At Otter’s Saloon, rail drinks are $3, happy hour starts at 8 a.m., and every night is karaoke night.
But every second Saturday at the bar, it’s time to push the tables together, lay out the cribbage boards and hope Aunt Tiny brings her homemade caramels to the tournament this week.
If dive bar cribbage is your thing, there is no better place to be than a 126-year-old saloon in southeast Minneapolis.
“It’s a lot of fun,” said 92-year-old Kathy Ratican, also known as Aunt Tiny. She did, in fact, bring both caramels and pecan brittle to the bar her niece, Lynn Vashro, owns.
But Otter’s Saloon is struggling after a challenging year of road construction that choked off access to the neighborhood and the constellation of small businesses that make this southeast Minneapolis neighborhood distinct.

The saloon’s walls are covered in photos.

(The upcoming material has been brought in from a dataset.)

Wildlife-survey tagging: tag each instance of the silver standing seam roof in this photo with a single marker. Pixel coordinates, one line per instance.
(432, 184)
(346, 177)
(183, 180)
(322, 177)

Regulars belting out karaoke and skunking their opponents at cribbage. Aunt Tiny, dressed like an elf and tending bar. Everyone who shows up for a small business in a town that doesn’t always make it easy to stay in business.
Ratican’s photo hangs on the wall behind her, beaming and holding up a hand of cards — a 29 hand, the highest possible cribbage hand. Another photo of her hangs behind the bar, where she did a volunteer shift as a bartender last Christmas Eve so other workers could spend time with their families.
That shift, she said, earned her $205 in tips and a marriage proposal. She plans to be back for Christmas and Christmas Eve this year, welcoming those who may have no place else to go on a holiday — or nowhere else they’d rather be.